Estes crimes são particulares ou semipúblicos consoante os casos, e nem sempre requerem prova de dolo intenso — basta que sejam ofensivos e lesivos da honra. No entanto, há nuances importantes. Chamar “incompetente” a alguém num contexto de crítica laboral pode ser mera opinião. Mas fazer acusações falsas em redes sociais, com linguagem degradante, já pode configurar crime.
O problema é que, com o crescimento das redes sociais e das aplicações de mensagens como o WhatsApp, as fronteiras entre crítica, opinião e ofensa tornaram-se mais difusas. Muitas pessoas escrevem no calor do momento, esquecendo-se de que o Código Penal também se aplica ao que é dito ou escrito online.

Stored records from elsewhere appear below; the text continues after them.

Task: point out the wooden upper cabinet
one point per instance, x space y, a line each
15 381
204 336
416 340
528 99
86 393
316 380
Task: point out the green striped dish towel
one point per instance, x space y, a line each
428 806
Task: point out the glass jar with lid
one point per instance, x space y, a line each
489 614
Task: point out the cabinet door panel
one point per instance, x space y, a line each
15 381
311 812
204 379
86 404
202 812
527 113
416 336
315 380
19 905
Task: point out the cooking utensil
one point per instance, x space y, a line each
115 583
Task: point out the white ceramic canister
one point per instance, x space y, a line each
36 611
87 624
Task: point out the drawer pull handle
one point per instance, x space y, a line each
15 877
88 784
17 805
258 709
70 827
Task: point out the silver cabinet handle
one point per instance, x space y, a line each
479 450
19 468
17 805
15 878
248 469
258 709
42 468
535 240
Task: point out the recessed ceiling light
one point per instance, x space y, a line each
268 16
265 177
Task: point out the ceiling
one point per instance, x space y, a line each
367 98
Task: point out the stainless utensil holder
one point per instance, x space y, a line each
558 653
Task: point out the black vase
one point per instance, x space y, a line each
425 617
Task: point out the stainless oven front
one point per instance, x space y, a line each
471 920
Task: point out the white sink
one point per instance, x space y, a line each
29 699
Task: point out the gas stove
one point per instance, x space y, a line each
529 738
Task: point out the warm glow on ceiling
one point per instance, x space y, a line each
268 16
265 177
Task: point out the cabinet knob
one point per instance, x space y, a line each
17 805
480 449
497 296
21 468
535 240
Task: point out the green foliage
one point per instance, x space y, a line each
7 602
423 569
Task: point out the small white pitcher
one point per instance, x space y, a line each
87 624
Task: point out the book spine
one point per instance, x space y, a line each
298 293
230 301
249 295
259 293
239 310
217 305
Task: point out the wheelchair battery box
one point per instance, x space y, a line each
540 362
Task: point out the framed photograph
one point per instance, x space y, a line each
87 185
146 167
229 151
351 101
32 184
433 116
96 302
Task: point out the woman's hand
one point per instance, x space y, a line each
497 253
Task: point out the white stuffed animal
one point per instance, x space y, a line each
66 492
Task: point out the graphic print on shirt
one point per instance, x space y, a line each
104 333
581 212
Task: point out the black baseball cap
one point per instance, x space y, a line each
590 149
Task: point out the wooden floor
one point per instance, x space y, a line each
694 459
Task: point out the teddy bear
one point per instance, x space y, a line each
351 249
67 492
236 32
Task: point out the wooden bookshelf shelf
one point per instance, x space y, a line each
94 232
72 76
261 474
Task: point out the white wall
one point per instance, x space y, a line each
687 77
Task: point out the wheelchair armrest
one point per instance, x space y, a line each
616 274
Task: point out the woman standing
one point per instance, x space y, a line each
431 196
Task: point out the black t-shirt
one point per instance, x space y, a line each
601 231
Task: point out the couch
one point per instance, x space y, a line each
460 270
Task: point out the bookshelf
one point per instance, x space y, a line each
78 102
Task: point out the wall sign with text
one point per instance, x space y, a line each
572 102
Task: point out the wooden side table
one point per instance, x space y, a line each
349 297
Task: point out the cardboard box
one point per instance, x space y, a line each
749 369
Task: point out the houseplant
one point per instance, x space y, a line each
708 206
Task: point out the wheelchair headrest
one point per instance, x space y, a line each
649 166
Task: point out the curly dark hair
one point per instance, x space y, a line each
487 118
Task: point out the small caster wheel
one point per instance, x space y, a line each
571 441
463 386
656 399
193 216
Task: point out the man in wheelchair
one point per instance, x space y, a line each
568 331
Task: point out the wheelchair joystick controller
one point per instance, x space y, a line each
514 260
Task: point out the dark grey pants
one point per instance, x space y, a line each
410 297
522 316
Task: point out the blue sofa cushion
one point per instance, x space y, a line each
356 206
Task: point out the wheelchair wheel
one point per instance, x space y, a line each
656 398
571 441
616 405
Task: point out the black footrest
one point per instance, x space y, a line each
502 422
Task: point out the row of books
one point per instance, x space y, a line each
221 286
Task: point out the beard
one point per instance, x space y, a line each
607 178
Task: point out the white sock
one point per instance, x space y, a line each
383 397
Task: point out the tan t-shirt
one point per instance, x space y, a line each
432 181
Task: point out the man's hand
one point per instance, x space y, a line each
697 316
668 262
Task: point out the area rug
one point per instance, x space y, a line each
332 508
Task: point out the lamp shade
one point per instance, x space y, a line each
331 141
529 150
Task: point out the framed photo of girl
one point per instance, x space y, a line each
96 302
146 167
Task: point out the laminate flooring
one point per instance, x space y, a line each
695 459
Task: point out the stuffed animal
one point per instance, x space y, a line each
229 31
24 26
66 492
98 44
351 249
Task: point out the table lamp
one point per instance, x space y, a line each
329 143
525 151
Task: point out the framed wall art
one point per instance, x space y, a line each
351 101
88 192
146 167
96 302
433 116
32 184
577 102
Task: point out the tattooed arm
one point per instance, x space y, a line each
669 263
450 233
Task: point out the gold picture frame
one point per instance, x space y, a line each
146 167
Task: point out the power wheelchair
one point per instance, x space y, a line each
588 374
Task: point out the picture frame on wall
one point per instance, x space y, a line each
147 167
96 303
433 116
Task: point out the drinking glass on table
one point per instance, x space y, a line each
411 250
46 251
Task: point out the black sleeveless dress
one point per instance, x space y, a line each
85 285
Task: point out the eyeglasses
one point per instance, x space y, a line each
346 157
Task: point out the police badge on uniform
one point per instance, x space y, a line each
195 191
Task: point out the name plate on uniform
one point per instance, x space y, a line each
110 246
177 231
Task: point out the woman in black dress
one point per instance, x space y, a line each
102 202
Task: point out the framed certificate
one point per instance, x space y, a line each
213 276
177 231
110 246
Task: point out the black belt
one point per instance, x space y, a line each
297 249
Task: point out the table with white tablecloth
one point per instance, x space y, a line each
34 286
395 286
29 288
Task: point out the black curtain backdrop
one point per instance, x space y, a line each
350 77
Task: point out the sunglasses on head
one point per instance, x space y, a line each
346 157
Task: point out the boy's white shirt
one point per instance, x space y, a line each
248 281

E atenção: a liberdade de expressão está consagrada na Constituição, mas não dá direito ao insulto ou à humilhação. A jurisprudência dos tribunais tem reforçado esta linha: a crítica é legítima, até severa, desde que não ataque a honra pessoal.
Na prática, tanto vítimas como autores devem agir com cautela. Quem se sente ofendido deve guardar provas (mensagens, capturas de ecrã, publicações) e procurar apoio jurídico antes de avançar. Quem comunica em espaços públicos deve refletir antes de publicar: a raiva de hoje pode ser o processo de amanhã.
Na QUOR, temos acompanhado inúmeros casos em que o conflito começou com palavras e terminou em tribunal. A justiça pode reparar o dano — mas a prevenção continua a ser o melhor caminho. Porque viver em liberdade é também saber quando o silêncio é mais forte do que o grito.